Physicians were reported to be primary source of information in about half of our participants (49%) followed by social media for young participants (<45 years) and television for others (≥45 years). It was found that higher education HCWs rely mainly on institutional sources and scientific literature, however, lower education HCWs rely on internet, mass media and opinions of family and friends [41]. Social and mass media are important sources of information [44].However, using social media as a source of information is associated with more vaccine hesitancy [45], while using national websites is associated with less hesitancy [35].
In this study, fear of infection, being at high risk of infection, and the desire to resume normal life were the main drivers for COVID-19 vaccination in the VA group. Similar causes were reported by previous studies conducted on family physicians and other HCWs [26] [32]
Concerns about safety and efficacy are also important barriers against vaccination [21] [31].In this study, the major barriers to the COVID-19 vaccination in the VR group were waiting for additional experience with these new vaccines and having doubts about the vaccines' efficacy. It was previously reported that the biggest obstacles to vaccination acceptability were the quick creation of the vaccine and a lack of adequate information [46] [44]. Additionally, a lack of clinical trials and concern about side effects are the main reasons why people are hesitant to obtain the vaccination. Providing this group with adequate factual information will boost their acceptance of the vaccine. [22].

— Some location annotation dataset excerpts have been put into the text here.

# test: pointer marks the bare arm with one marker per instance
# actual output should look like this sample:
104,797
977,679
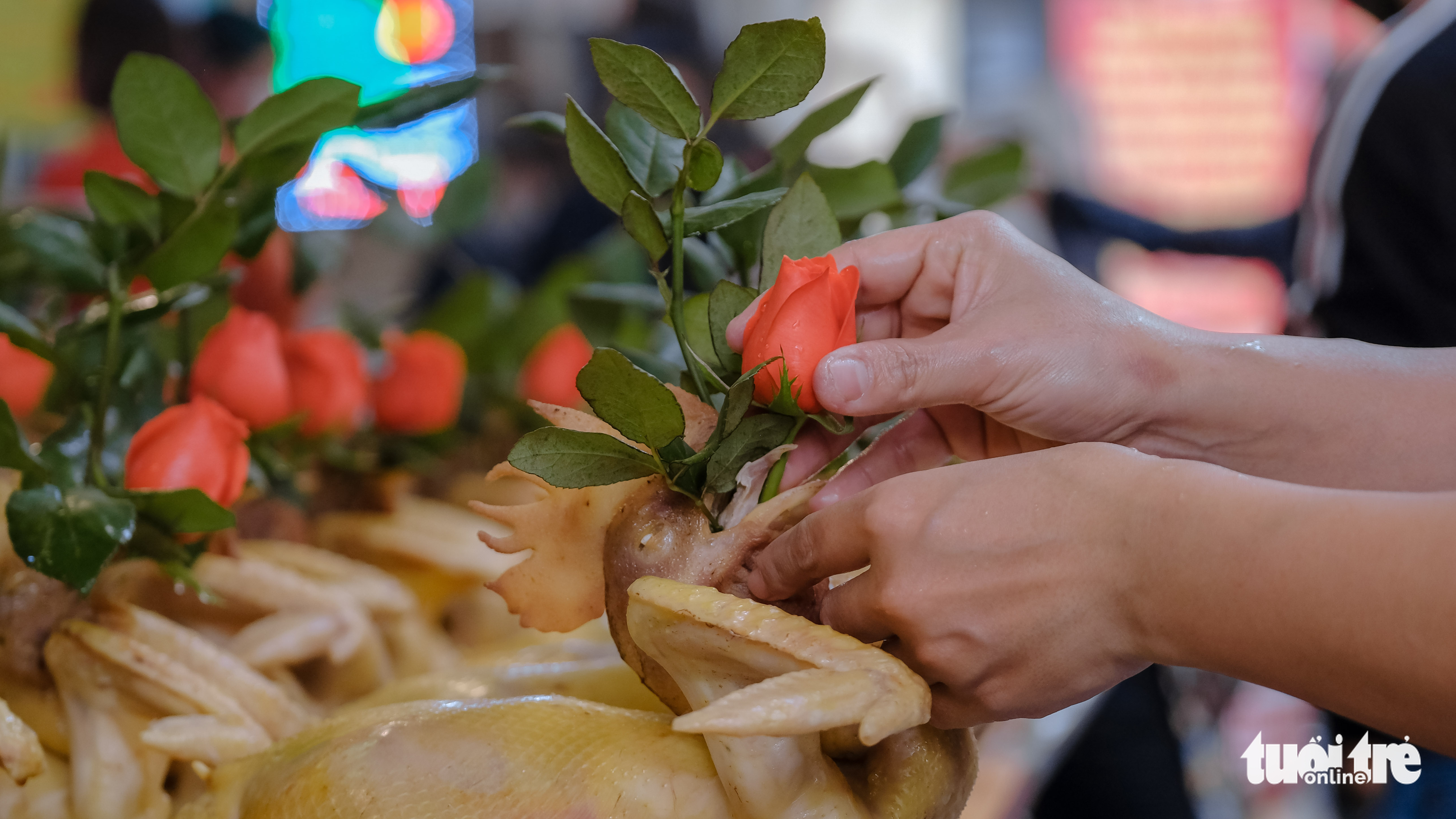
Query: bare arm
1008,344
1024,584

Among participants, 179 (39.3%) had received COVID-19 vaccine. In certain studies, a lower vaccination rate was noted [21]. However, some research indicated a far greater rate [47] [48]. Astrzeneca (53.1%) and Sinopharm (20.7%) were the two most frequently received vaccines in our cohort. This was according to which was available for each participant. In general, m RNA vaccines are the most preferred vaccines [48]. Additionally,Pfizer and Astrazeneka vaccines are the most popular vaccination types in Arabic-speaking and African countries [49] [50] .
In conclusion, our results emphasize the value of including HCWs in pandemic vaccination campaigns. HCWs were very accepting of COVID-19 vaccines and played a crucial role in assisting patients in their vaccine decisions despite having expressed vaccine concerns. The community adopts these perceptions because of exposure to false information, which is magnified by the media. Recognizing and addressing issues at all levels is essential for increasing the reach of COVID-19 vaccination campaigns.

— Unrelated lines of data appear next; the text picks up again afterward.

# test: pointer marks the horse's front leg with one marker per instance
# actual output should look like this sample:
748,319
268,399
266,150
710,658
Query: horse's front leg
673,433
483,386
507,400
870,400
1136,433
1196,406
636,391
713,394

This study has many strengths. First, we performed a multicenter study including HCWs with various levels of education and employment experiences. Second, this study sheds essential light on the potential obstacles to and drivers behind vaccination among HCWs who an important source of human resources in vaccination are. Third, this study offers important information regarding the actual conversion of vaccine acceptance into vaccine uptake as well as adverse reactions following vaccination.

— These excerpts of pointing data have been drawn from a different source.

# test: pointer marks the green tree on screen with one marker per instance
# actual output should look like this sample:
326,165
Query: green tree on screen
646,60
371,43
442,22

However, the study has several limitations. First, because the study was cross-sectional, it was challenging to evaluate the causes and effect relationships. Second, we employed convenience sampling, which could have biased the results. Third, some sites collected data before vaccination began, while others did so after it had begun, which may have an impact on HCWs' attitudes. Hence, as more information about the safety and efficacy of COVID-19 vaccines becomes available, individuals may have different attitudes towards vaccination.